The World Is Too Much with Us

In this poem, written by William Wordsworth in 1802, the speaker criticises the modern industrialised society, and how it has changed people’s perceptions and led to a loss of humanity and people’s connection with nature.

The Romantic Era

Wordsworth was one of the best known English poets of the Romantic Era along with William Blake, John Keats, Percy Shelly, Lord Byron and Wordsworth’s good friend, Samuel Coleridge. The Romantic Era (or Romanticism) was at its peak approximately between 1800 and 1850. It was a phenomenon that spread from Germany throughout Europe and Britain and eventually to North America. Romanticism was in part a reaction to the age of enlightenment, and the scientific revolution which preceded that. For the Romantics, this so-called ‘age of reason’ seemed to invalidate other genuine and valuable cognitive abilities including intuition, imagination, and particularly, emotion – which the Romantics admired.

One of the outcomes of the advance in scientific knowledge during the Enlightenment was the development of industrial technologies, as well as a greater focus on materialism. The Romantics saw the steady increase of industrial production as being an act of violence against both people and nature. As more and more people flocked to the early industrial centres of England during the industrial revolution which started in the late 1700s, the English poets of the romantic era were horrified with the filth, noise and inhumanity of the workers’ conditions both inside and outside the factories they worked in.
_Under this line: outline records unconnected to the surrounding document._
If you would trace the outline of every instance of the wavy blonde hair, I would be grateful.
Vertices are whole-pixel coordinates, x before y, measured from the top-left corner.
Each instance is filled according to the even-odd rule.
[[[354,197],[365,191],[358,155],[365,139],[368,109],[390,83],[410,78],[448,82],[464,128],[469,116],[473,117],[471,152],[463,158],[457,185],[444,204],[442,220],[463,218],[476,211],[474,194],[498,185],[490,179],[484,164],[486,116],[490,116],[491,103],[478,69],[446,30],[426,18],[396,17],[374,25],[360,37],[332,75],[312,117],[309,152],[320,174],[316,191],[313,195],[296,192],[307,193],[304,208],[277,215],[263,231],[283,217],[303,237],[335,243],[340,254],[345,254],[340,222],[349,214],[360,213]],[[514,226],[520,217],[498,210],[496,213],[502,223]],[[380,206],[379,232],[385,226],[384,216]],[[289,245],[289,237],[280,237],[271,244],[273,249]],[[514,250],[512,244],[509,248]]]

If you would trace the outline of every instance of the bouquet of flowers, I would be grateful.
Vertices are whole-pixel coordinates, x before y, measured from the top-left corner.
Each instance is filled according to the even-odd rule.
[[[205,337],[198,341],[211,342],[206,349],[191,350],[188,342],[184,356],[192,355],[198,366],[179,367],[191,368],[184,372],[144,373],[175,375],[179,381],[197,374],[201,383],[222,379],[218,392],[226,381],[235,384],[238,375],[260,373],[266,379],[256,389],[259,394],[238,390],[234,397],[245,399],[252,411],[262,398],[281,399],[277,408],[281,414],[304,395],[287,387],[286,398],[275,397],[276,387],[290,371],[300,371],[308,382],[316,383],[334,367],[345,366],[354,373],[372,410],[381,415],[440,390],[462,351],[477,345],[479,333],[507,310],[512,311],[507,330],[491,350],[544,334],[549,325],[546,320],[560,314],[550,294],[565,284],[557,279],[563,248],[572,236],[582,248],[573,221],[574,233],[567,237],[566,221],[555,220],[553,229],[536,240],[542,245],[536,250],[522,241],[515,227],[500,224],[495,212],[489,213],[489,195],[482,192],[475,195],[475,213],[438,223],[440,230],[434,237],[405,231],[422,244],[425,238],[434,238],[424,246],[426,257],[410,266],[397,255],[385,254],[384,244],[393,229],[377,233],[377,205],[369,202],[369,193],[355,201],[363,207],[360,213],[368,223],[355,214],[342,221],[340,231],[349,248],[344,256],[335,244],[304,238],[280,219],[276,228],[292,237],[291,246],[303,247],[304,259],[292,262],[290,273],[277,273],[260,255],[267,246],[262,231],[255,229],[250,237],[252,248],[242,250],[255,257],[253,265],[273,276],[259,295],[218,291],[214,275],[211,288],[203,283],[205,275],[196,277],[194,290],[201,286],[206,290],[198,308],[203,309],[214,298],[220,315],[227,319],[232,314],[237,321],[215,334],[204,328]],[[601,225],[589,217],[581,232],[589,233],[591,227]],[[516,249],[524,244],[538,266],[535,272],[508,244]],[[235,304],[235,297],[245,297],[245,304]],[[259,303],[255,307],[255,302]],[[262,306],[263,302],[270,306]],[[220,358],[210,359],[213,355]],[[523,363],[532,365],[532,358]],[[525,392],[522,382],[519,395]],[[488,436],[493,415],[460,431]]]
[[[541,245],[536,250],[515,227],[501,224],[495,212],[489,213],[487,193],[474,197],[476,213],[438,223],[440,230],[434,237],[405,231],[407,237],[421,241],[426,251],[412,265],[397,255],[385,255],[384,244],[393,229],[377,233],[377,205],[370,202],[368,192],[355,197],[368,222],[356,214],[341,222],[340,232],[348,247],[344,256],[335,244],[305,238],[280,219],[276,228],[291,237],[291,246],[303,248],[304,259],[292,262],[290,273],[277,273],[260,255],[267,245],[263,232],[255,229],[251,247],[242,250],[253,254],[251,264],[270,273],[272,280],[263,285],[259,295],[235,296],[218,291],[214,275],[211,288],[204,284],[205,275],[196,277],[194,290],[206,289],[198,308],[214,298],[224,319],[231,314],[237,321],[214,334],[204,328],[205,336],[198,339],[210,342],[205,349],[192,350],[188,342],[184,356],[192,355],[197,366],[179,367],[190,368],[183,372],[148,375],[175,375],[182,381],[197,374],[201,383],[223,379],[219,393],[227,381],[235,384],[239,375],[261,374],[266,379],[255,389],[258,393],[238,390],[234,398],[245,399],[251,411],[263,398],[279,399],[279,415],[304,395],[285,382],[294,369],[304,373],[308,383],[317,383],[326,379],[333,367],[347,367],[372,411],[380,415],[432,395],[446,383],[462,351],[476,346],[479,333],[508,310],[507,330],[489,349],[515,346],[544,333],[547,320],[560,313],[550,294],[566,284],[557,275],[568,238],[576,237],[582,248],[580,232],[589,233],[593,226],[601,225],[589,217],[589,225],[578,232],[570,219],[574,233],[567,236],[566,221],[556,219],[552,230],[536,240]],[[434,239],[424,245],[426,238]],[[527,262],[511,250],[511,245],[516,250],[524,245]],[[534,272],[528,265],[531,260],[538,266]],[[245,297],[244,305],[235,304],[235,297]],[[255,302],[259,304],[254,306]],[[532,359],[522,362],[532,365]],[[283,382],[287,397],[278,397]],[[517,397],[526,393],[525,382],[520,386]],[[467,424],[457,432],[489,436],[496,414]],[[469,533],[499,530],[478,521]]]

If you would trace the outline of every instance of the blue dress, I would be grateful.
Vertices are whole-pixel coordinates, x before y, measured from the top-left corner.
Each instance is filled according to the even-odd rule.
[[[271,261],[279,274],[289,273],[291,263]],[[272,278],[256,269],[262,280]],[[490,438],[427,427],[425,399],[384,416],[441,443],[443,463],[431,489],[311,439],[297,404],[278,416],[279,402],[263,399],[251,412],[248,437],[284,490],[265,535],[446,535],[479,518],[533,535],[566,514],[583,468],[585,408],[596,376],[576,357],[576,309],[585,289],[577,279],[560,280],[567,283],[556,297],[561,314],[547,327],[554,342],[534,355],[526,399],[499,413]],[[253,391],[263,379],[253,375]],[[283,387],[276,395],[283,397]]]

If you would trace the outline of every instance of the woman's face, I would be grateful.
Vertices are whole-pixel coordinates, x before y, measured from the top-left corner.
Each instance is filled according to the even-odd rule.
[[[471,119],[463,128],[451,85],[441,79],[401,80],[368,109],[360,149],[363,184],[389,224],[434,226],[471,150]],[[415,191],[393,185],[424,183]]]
Industry was replacing nature; the artificial was replacing the natural.

Consequently, in the early 1800s, Wordsworth wrote several sonnets criticising what he perceived as “the decadent material cynicism of the time.” One of those poems, “The World Is Too Much with Us” reflects Wordsworth’s view that humanity must get in touch with nature to progress spiritually.
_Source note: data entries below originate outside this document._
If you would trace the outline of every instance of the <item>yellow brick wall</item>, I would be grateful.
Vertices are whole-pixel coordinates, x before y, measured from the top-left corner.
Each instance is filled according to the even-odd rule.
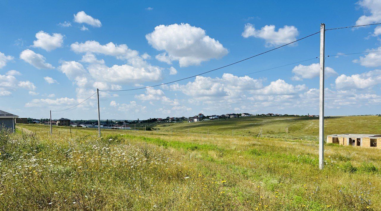
[[[327,143],[332,143],[332,136],[327,136]]]
[[[370,147],[370,139],[369,138],[362,138],[362,147]]]

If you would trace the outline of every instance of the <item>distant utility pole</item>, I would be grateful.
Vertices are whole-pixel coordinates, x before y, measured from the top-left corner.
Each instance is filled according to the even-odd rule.
[[[51,110],[50,110],[50,136],[51,136],[52,132],[51,131]]]
[[[319,168],[324,166],[324,43],[325,24],[320,25],[320,86],[319,112]]]
[[[99,89],[96,89],[96,96],[98,100],[98,137],[101,137],[101,113],[99,111]]]

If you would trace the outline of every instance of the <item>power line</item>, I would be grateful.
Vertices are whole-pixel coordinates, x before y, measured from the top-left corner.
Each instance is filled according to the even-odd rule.
[[[367,25],[377,25],[379,24],[381,24],[381,23],[378,23],[377,24],[365,24],[363,25],[353,25],[352,26],[346,26],[345,27],[340,27],[339,28],[334,28],[333,29],[326,29],[326,31],[328,31],[328,30],[334,30],[335,29],[347,29],[348,28],[353,28],[354,27],[360,27],[360,26],[365,26]]]
[[[367,51],[366,52],[360,52],[359,53],[352,53],[351,54],[337,54],[336,55],[329,55],[327,56],[327,57],[329,57],[330,56],[345,56],[345,55],[350,55],[353,54],[367,54],[368,53],[373,53],[374,52],[381,52],[381,51]]]
[[[78,105],[79,105],[81,103],[83,103],[83,102],[85,102],[85,101],[86,101],[86,100],[88,100],[88,99],[89,99],[89,98],[90,98],[90,97],[93,97],[93,95],[95,95],[95,94],[96,94],[96,92],[95,92],[95,93],[94,93],[94,94],[93,94],[92,95],[91,95],[91,96],[90,96],[90,97],[88,97],[87,98],[86,98],[86,100],[83,100],[83,101],[82,101],[82,102],[81,102],[80,103],[78,103],[78,104],[77,104],[76,105],[75,105],[75,106],[72,106],[72,107],[70,107],[70,108],[67,108],[67,109],[64,109],[64,110],[61,110],[61,111],[51,111],[51,112],[61,112],[61,111],[66,111],[66,110],[69,110],[69,109],[70,109],[70,108],[74,108],[74,107],[75,107],[75,106],[78,106]]]
[[[275,48],[273,48],[272,49],[271,49],[271,50],[269,50],[269,51],[265,51],[264,52],[263,52],[261,53],[260,54],[258,54],[255,55],[254,55],[254,56],[251,56],[250,57],[248,57],[248,58],[247,58],[246,59],[242,59],[242,60],[240,60],[239,61],[238,61],[238,62],[234,62],[233,63],[231,63],[229,64],[228,65],[225,65],[224,66],[223,66],[223,67],[219,67],[218,68],[216,68],[216,69],[214,69],[212,70],[209,70],[209,71],[207,71],[206,72],[204,72],[203,73],[200,73],[200,74],[197,74],[197,75],[195,75],[193,76],[191,76],[185,78],[182,78],[181,79],[179,79],[178,80],[176,80],[176,81],[171,81],[171,82],[167,82],[166,83],[163,83],[163,84],[157,84],[157,85],[154,85],[154,86],[147,86],[147,87],[141,87],[141,88],[135,88],[135,89],[124,89],[124,90],[99,90],[99,91],[102,91],[102,92],[120,92],[120,91],[131,91],[131,90],[138,90],[138,89],[146,89],[146,88],[150,88],[150,87],[156,87],[156,86],[162,86],[162,85],[163,85],[168,84],[171,84],[171,83],[174,83],[175,82],[177,82],[178,81],[182,81],[183,80],[185,80],[185,79],[189,79],[189,78],[194,78],[194,77],[195,77],[196,76],[200,76],[200,75],[203,75],[203,74],[206,74],[206,73],[210,73],[210,72],[211,72],[212,71],[214,71],[215,70],[219,70],[220,69],[222,69],[223,68],[224,68],[226,67],[229,67],[229,66],[232,65],[233,65],[236,64],[237,63],[239,63],[241,62],[243,62],[244,61],[245,61],[246,60],[247,60],[248,59],[251,59],[252,58],[254,58],[254,57],[256,57],[256,56],[260,56],[260,55],[261,55],[266,54],[266,53],[268,53],[269,52],[270,52],[270,51],[274,51],[274,50],[276,50],[277,49],[278,49],[278,48],[282,48],[282,47],[284,47],[284,46],[286,46],[289,45],[290,44],[291,44],[292,43],[295,43],[295,42],[297,42],[298,41],[299,41],[300,40],[303,40],[304,39],[305,39],[306,38],[307,38],[307,37],[309,37],[310,36],[312,36],[314,35],[315,35],[316,34],[317,34],[317,33],[320,33],[320,31],[319,32],[315,32],[315,33],[314,33],[313,34],[311,34],[311,35],[309,35],[306,36],[305,36],[304,37],[303,37],[302,38],[301,38],[300,39],[299,39],[298,40],[295,40],[295,41],[293,41],[293,42],[291,42],[291,43],[287,43],[287,44],[284,44],[283,45],[280,46],[279,47],[277,47]]]
[[[254,73],[260,73],[261,72],[263,72],[263,71],[267,71],[267,70],[273,70],[274,69],[276,69],[277,68],[280,68],[280,67],[285,67],[285,66],[287,66],[290,65],[293,65],[293,64],[296,64],[296,63],[301,63],[301,62],[306,62],[307,61],[309,61],[310,60],[312,60],[312,59],[317,59],[319,57],[315,57],[315,58],[312,58],[312,59],[306,59],[306,60],[303,60],[303,61],[300,61],[299,62],[294,62],[293,63],[290,63],[290,64],[287,64],[287,65],[282,65],[282,66],[280,66],[277,67],[273,67],[272,68],[269,68],[269,69],[266,69],[266,70],[260,70],[260,71],[256,71],[255,72],[253,72],[252,73],[249,73],[243,74],[243,75],[239,75],[239,76],[235,76],[234,77],[232,77],[229,78],[224,78],[224,79],[220,79],[219,80],[216,80],[216,81],[210,81],[209,82],[207,82],[206,83],[202,83],[202,84],[195,84],[195,85],[191,85],[191,86],[183,86],[183,87],[179,87],[179,88],[174,88],[174,89],[167,89],[167,90],[159,90],[159,91],[155,91],[155,92],[143,92],[143,93],[135,93],[135,94],[123,94],[123,95],[99,95],[99,96],[102,96],[102,97],[118,97],[118,96],[125,96],[125,95],[139,95],[139,94],[150,94],[150,93],[156,93],[156,92],[165,92],[165,91],[171,91],[171,90],[178,90],[178,89],[184,89],[184,88],[188,88],[188,87],[194,87],[194,86],[200,86],[200,85],[202,85],[206,84],[210,84],[210,83],[214,83],[215,82],[218,82],[219,81],[224,81],[225,80],[228,80],[229,79],[231,79],[232,78],[239,78],[240,77],[242,77],[242,76],[246,76],[246,75],[248,75],[253,74],[254,74]],[[147,87],[147,88],[149,88],[149,87]]]
[[[93,95],[93,95],[92,96],[93,96]],[[90,97],[91,97],[91,96],[90,96]],[[94,99],[94,98],[92,98],[92,97],[91,97],[91,98],[90,98],[90,99]],[[67,110],[66,111],[64,111],[63,112],[62,112],[62,113],[57,113],[57,114],[55,114],[54,115],[51,115],[51,116],[58,116],[60,115],[61,115],[61,114],[64,114],[64,113],[67,113],[67,112],[69,112],[69,111],[73,111],[73,110],[74,110],[74,109],[75,109],[76,108],[77,108],[77,107],[72,108],[71,109],[69,108],[69,109]],[[53,112],[53,111],[52,111],[52,112]]]

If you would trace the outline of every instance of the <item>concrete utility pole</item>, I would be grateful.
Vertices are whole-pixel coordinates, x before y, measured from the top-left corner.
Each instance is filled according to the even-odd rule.
[[[51,130],[51,110],[50,110],[50,136],[51,136],[53,132]]]
[[[320,25],[320,86],[319,96],[319,168],[324,166],[324,43],[325,24]]]
[[[101,113],[99,111],[99,89],[96,89],[96,97],[98,99],[98,137],[101,137]]]

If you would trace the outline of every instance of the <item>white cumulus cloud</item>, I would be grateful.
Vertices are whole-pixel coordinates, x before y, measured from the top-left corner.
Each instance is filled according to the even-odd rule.
[[[173,67],[169,68],[169,75],[175,75],[177,74],[177,70]]]
[[[54,83],[58,83],[57,81],[53,79],[52,78],[49,77],[48,76],[44,77],[44,79],[45,80],[45,81],[48,82],[48,83],[50,84]]]
[[[128,48],[125,44],[117,45],[111,42],[101,45],[96,41],[88,40],[85,43],[74,43],[70,47],[76,53],[103,54],[119,59],[129,59],[139,55],[137,51]]]
[[[10,56],[5,56],[5,54],[0,52],[0,69],[3,68],[9,61],[12,60],[13,57]]]
[[[83,11],[78,12],[77,14],[74,14],[74,21],[80,24],[87,24],[94,27],[102,26],[100,21],[86,14]]]
[[[381,83],[381,70],[375,70],[350,76],[343,74],[335,80],[336,88],[347,90],[363,89]]]
[[[295,66],[292,69],[292,72],[295,74],[295,75],[291,78],[293,80],[311,79],[320,75],[320,65],[318,63],[314,63],[309,65],[300,64]],[[333,69],[328,67],[325,67],[324,73],[325,76],[327,77],[337,75],[337,73]]]
[[[39,69],[54,69],[51,64],[45,62],[45,58],[41,54],[29,49],[23,51],[20,54],[20,59]]]
[[[20,72],[14,70],[11,70],[7,72],[5,75],[21,75],[22,74]]]
[[[298,29],[294,26],[285,25],[277,32],[274,25],[266,25],[258,30],[251,24],[245,25],[242,33],[242,36],[245,38],[253,36],[264,39],[267,47],[281,45],[295,41],[299,35]]]
[[[64,36],[61,34],[53,33],[53,36],[40,31],[36,34],[37,40],[33,41],[35,48],[40,48],[47,51],[50,51],[58,48],[61,48],[64,43]]]
[[[36,86],[34,86],[34,84],[29,81],[20,81],[19,82],[18,86],[20,87],[29,90],[34,90],[36,89]]]
[[[158,60],[168,63],[178,61],[181,67],[219,59],[228,52],[219,42],[207,35],[205,30],[188,24],[157,26],[146,38],[155,49],[165,51],[157,56]]]

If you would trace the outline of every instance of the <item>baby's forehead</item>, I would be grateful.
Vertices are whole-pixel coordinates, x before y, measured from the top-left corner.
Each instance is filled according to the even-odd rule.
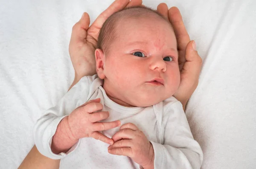
[[[107,50],[119,35],[126,33],[125,26],[131,28],[131,24],[133,24],[132,26],[136,27],[137,24],[143,23],[147,27],[160,22],[165,23],[164,26],[169,27],[171,31],[173,31],[169,20],[150,8],[133,7],[118,11],[110,16],[103,24],[99,36],[98,48],[103,51],[104,48]]]

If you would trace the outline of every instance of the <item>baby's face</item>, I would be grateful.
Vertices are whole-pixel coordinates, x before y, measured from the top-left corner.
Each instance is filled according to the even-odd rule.
[[[179,86],[175,33],[162,19],[124,20],[105,56],[103,87],[121,105],[151,106],[171,97]]]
The World Is Too Much with Us

By William Wordsworth

The world is too much with us; late and soon,
Getting and spending, we lay waste our powers;—
Little we see in Nature that is ours;
We have given our hearts away, a sordid boon!
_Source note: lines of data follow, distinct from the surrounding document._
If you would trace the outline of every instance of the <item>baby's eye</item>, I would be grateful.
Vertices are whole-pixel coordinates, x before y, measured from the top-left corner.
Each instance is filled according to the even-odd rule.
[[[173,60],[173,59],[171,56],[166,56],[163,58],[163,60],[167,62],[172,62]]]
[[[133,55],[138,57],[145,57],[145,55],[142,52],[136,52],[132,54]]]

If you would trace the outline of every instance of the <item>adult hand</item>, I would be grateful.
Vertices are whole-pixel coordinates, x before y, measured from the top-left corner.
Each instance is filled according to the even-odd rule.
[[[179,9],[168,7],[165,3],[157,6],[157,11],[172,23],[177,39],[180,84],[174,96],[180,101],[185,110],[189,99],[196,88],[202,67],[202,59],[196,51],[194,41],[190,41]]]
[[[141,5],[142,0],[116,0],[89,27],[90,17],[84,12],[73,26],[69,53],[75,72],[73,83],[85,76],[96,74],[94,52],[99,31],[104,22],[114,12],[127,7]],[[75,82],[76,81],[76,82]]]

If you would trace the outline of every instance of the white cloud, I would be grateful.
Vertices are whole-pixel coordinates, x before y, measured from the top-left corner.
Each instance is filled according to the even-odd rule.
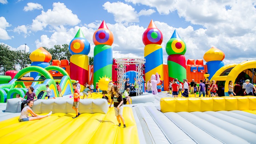
[[[32,30],[35,31],[42,30],[48,25],[75,26],[80,22],[77,15],[73,14],[64,3],[54,3],[53,7],[52,10],[48,10],[46,12],[42,11],[41,14],[33,20]]]
[[[139,16],[141,15],[150,15],[155,12],[155,11],[152,9],[150,9],[147,10],[142,10],[140,11],[138,14],[138,15]]]
[[[7,27],[11,26],[4,17],[0,17],[0,39],[6,40],[11,39],[5,30]]]
[[[27,37],[28,35],[28,30],[27,27],[25,25],[19,26],[14,28],[13,31],[19,34],[20,34],[22,33],[24,33],[24,36],[25,38]]]
[[[141,4],[151,7],[155,7],[157,11],[162,14],[168,14],[175,10],[174,5],[175,1],[166,0],[125,0],[127,2],[134,4]]]
[[[24,7],[23,11],[27,12],[28,11],[32,11],[34,10],[40,10],[43,8],[43,6],[38,3],[33,3],[32,2],[29,2],[27,4],[27,5]]]
[[[7,4],[8,3],[7,0],[0,0],[0,3],[3,4]]]
[[[108,1],[103,6],[108,12],[114,15],[115,21],[126,24],[129,23],[138,22],[139,16],[150,15],[155,12],[154,10],[150,9],[142,10],[138,13],[131,6],[120,2],[111,3]]]

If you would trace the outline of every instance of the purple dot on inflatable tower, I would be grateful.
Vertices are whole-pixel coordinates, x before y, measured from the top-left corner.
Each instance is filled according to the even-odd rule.
[[[109,34],[105,30],[100,30],[96,33],[95,34],[95,39],[99,42],[104,43],[109,40]]]
[[[156,33],[157,34],[157,37],[155,39],[152,38],[151,35],[151,34],[153,32]],[[156,34],[154,35],[156,35]],[[161,33],[160,33],[160,32],[159,32],[157,29],[151,29],[148,31],[147,34],[147,39],[151,42],[152,43],[156,43],[161,39]]]

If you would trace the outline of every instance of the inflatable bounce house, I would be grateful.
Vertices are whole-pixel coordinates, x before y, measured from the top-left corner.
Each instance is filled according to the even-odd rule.
[[[236,83],[248,79],[256,83],[256,61],[225,65],[225,55],[215,47],[205,52],[205,64],[202,59],[186,60],[186,43],[175,30],[166,44],[167,64],[163,64],[163,37],[152,20],[142,34],[144,57],[113,59],[114,35],[103,20],[92,35],[95,45],[93,66],[89,65],[90,44],[81,29],[69,44],[70,63],[67,60],[53,60],[50,66],[48,52],[42,47],[33,52],[31,66],[0,76],[1,143],[256,143],[256,97],[227,96],[229,81]],[[30,77],[24,76],[29,73]],[[131,97],[131,104],[127,102],[119,107],[123,110],[122,122],[106,98],[101,98],[102,92],[90,96],[88,92],[88,99],[82,98],[81,92],[81,115],[72,118],[76,114],[72,109],[72,83],[78,82],[81,92],[86,83],[95,87],[97,84],[104,91],[112,81],[123,92],[127,78],[137,87],[136,94],[131,92],[130,96],[137,96]],[[214,80],[223,91],[220,96],[225,96],[173,98],[160,92],[167,90],[169,81],[174,79],[199,82],[204,78]],[[149,80],[153,93],[142,92]],[[56,99],[44,99],[46,85],[52,92],[51,98]],[[15,98],[17,94],[25,96],[30,86],[38,98],[31,109],[39,115],[50,111],[52,114],[19,123],[22,102]],[[59,92],[63,96],[59,97]],[[125,123],[126,127],[123,127]]]

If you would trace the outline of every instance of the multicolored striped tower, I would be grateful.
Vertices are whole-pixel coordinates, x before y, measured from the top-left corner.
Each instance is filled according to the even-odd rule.
[[[187,47],[176,30],[166,44],[166,50],[169,55],[167,58],[169,81],[177,78],[182,82],[187,77],[186,58],[184,55]]]
[[[163,80],[163,49],[161,44],[163,41],[163,34],[156,27],[151,20],[147,28],[143,33],[142,41],[144,47],[144,58],[146,59],[145,66],[145,81],[150,80],[152,74],[158,74],[162,76]]]
[[[93,40],[95,45],[94,52],[93,83],[96,86],[96,83],[102,77],[105,76],[111,78],[112,77],[113,57],[111,46],[113,44],[114,36],[104,20],[94,32]]]
[[[90,53],[90,44],[80,29],[78,30],[75,38],[69,43],[70,57],[70,78],[79,81],[81,90],[83,86],[88,82],[88,65]]]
This Sea that bares her bosom to the moon;
The winds that will be howling at all hours,
And are up-gathered now like sleeping flowers;
For this, for everything, we are out of tune;

It moves us not. Great God! I’d rather be
A Pagan suckled in a creed outworn;
So might I, standing on this pleasant lea,

Have glimpses that would make me less forlorn;
Have sight of Proteus rising from the sea;
Or hear old Triton blow his wreathèd horn.


Meaning of the poem

The poem explores how modernity has eroded not just people’s connection to nature, but also people’s sense of individual identity and agency. The poem suggests that modern city life has lead to a sort of uniformity of experience and that people have lost the ability to live naturally.

The beginning the poem presents loss in the economic sense, and blames urban life for the change in people’s relationship with nature. Because the urban world has “too much” control over our lives, we are always “late and soon” or “Getting and spending.” This lifestyle comes at a price: it destroys our power to identify with nature, or to appreciate the world around us. By focusing their “powers” on material things, people lose awareness of their surroundings. By describing nature as something that can be owned or possessed, the poem implies that humans have lost the ability to think of their lives in anything but economic terms.

The poem next talks about spiritual loss. “We have given our hearts away,” it says. The price of material gain and industrial progress is the human heart itself, a symbol of life and emotion. In exchange, people receive a “boon”, but it is “sordid”, dirty and immoral. In exchange for industrial progress, people have reduced themselves to an almost less-than-human state. This reveals a sense of individual suffering and loss beneath sweeping societal change.

The final lines, which look out upon a limitless ocean horizon, might suggest the possibility of a fresh, more hopeful set of relationships between the individual, society, and nature. But if that’s the case, then it’s no more than that—a suggestion. Regardless of how the speaker goes on to change his or her perspective, the poem’s final tone is one of dejection.